Lothíriel rolled her eyes, but when she left the room, she made a point of adding an extra sway to her hips. It had a certain mock to it, considering that she held a toddler with each hand.

Amrothos observed with more dread than amusement that interplay and the unequivocal lusting glance that Rohan’s King sent after his Queen.

“If I were you, I would not even think about it any more,” he cautioned the other man.

“I beg your pardon?”

“Think about the possible consequences.” The Prince shuddered involuntarily, imagining one more little blond hellion. “Too much of a risk!”

His brother-in-law chuckled and shrugged his shoulders. He was the very picture of a man who had accepted his fate. Worse! He was the very picture of a man who was perfectly content with his fate.

“I doubt it can get worse than it already is. After Ælfwine, Éomund and Hroðgar there is absolutely nothing left to surprise or scare Lothíriel and me. But I see your point.” Éomer made a move to follow his wife and to attend to his own responsibilities. At the door he paused, slanting his brother-in-law a last glance over his shoulder.

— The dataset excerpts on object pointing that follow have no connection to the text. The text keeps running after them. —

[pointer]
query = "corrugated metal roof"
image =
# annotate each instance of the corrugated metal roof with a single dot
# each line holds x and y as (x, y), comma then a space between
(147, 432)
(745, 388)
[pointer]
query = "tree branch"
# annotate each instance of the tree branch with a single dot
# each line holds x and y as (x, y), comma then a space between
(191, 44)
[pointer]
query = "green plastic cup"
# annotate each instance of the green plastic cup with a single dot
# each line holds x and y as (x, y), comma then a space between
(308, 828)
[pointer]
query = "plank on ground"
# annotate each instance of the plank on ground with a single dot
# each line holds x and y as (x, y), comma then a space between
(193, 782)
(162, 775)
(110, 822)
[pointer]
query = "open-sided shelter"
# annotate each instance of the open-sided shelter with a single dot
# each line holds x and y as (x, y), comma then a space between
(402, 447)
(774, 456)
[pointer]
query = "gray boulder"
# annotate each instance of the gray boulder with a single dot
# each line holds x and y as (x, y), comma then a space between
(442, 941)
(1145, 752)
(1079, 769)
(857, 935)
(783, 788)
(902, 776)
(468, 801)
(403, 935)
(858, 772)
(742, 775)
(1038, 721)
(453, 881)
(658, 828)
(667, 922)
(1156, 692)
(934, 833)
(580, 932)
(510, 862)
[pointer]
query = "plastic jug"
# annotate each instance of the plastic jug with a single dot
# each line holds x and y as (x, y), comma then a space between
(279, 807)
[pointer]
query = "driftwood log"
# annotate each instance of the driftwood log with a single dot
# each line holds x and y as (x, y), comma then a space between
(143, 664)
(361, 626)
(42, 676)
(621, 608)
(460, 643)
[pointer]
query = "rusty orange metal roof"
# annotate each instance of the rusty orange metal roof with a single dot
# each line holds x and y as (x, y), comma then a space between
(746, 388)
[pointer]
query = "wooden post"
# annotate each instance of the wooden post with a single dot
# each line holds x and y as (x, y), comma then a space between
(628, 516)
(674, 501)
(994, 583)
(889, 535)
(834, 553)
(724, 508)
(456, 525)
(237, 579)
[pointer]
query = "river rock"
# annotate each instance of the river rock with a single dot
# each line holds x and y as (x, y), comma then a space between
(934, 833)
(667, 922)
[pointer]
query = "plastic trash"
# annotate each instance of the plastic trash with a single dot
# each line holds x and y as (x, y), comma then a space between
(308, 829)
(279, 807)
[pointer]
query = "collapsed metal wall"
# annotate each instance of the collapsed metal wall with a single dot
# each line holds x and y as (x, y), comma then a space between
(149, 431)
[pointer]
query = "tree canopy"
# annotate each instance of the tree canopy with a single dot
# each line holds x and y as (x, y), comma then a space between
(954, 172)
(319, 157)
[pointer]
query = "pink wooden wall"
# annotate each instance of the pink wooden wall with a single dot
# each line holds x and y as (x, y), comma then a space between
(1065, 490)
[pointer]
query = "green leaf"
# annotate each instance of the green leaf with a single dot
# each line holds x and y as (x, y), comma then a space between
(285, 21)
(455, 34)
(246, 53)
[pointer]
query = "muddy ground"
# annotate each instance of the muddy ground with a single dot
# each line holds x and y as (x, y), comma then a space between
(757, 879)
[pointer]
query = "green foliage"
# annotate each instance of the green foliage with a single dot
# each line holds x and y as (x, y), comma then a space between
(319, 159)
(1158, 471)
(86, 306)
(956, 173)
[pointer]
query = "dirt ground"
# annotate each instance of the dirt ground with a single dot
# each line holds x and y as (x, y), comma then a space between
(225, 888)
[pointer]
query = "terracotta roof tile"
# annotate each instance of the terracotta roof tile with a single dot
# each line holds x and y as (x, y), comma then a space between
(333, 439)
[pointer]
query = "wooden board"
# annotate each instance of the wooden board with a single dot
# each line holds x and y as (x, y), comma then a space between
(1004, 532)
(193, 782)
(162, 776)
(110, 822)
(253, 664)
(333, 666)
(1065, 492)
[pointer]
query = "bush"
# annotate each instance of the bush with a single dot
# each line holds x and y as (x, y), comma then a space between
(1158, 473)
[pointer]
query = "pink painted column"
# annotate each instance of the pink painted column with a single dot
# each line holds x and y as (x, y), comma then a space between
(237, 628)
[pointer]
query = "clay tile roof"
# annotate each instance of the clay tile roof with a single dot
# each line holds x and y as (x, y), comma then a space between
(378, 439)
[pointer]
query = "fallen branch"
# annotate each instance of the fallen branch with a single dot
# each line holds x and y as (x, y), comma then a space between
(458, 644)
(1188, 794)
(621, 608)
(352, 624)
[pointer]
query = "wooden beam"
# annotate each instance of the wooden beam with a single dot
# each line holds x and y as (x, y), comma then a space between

“Ten years ago I was pressured to produce an heir for the House of Eorl because some people feared for Rohan’s future. Now I have five of them so far, and I am afraid they might be very well the end of Rohan . . . as we know it.”

FINI

 


I’m afraid Éomer was wrong. It can get worse. There will be three more. And King Elessar is going to make a grave mistake. He will insist upon inviting all eight children of his Rohirric brethren along their parents to the twenty-fifth anniversary of his coronation.

How can I put it?

Once Minas Tirith withstood the forces of Sauron. But will it be able to survive a visit from the next generation of the House of Eorl?

One day I might give an answer to that question.

 


‘ēalā’ – OE term of greeting/hello

‘welcumen bæc’ – welcome back

‘mīn lytle mūl’ – my little mule

‘Bema Þoncie Þē’ – Bema be thanked

‘mīn se lēofesta’ – my dearest

‘sunu(a)’ – son(s)

‘mīn dēorling’ – my darling

‘ælfetu’ – swan

‘hālwendehūs’ – healing house/house of healing

‘læceþegn’ – healer assistant


Tolkien implies in his notes that the marriage between Éowyn und Faramir, the union between the House of Eorl and the House of the Stewards, means a diminution of Númenorian blood. The higher races of Men are becoming more like the middle ones. The inversion of that argument signifies that the House of Eorl would undergo an appreciation through the union between Éomer and Lothíriel. (. ? .)  Éomer is right! That sounds indeed a lot like considerations you may find in a stud book.